Penyu datang bersama gelombang ombak ke pantai Teluk Sepang yang langsung menghadap Samudera Hindia, tanpa halangan.

“Selanjutnya, menggali pasir dan bertelur hingga ratusan butir,” ungkap Hamidin, tokoh masyarakat Teluk Sepang, Kecamatan Kampung Melayu, Kota Bengkulu, Provinsi Bengkulu, awal Juli 2019.

“Pemalu penyu itu, dem pai sebelom kito datang [sudah pergi sebelum kita datang],” lanjutnya dengan bahasa dan logat Bengkulu.

Berdasarkan pantauan, Pantai Teluk Sepang sepi pengunjung, yang terlihat hanya pemancing lokal. Ada juga mangrove yang saat ini mengalami penimbunan guna pembangunan PLTU Teluk Sepang.

“Penyu suka bertelur di sana karena sepi. Warga kami datang hanya untuk mancing,” kata dia.

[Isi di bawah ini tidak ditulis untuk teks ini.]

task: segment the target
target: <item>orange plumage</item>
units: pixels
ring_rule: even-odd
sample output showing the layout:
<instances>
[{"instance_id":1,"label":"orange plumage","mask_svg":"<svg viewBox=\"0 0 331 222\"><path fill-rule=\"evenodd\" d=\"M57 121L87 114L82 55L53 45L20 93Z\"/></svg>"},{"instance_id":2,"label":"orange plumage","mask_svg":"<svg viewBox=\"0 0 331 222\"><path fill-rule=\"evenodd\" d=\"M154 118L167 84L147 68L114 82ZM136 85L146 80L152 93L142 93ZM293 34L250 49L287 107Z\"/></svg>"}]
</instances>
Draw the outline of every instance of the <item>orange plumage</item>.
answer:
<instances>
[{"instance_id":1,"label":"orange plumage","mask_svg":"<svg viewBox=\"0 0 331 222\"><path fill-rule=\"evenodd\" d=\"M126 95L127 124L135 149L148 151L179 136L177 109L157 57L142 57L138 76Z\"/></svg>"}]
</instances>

Namun, Selasa [09/7/2019] ditemukan bangkai lumba-lumba di pantai itu. “Selain tempat penyu bertelur, nelayan sesekali melihat rombongan lumba-lumba melintas. Pantai ini selama puluhan tahun, sumber penghidupan dengan mencari remis atau kerang-kerangan,” ujar Hamidin, yang juga mantan Ketua Lembaga Pemberdayaan Masyarakat [LPM] Teluk Sepang.

Baca: Terdampar di Teluk Sepang, Kondisi Lumba-lumba Ini Menyedihkan

 

Pelepasan tukik ini diharapkan menambah populasi penyu. Foto: Junaidi Hanafiah/Mongabay Indonesia

 

Yayasan Lestari Alam Laut untuk Negeri [Latun], lembaga yang fokus konservasi penyu di Kota Bengkulu, menuturkan, Pantai Teluk Sepang merupakan habitat penyu bertelur.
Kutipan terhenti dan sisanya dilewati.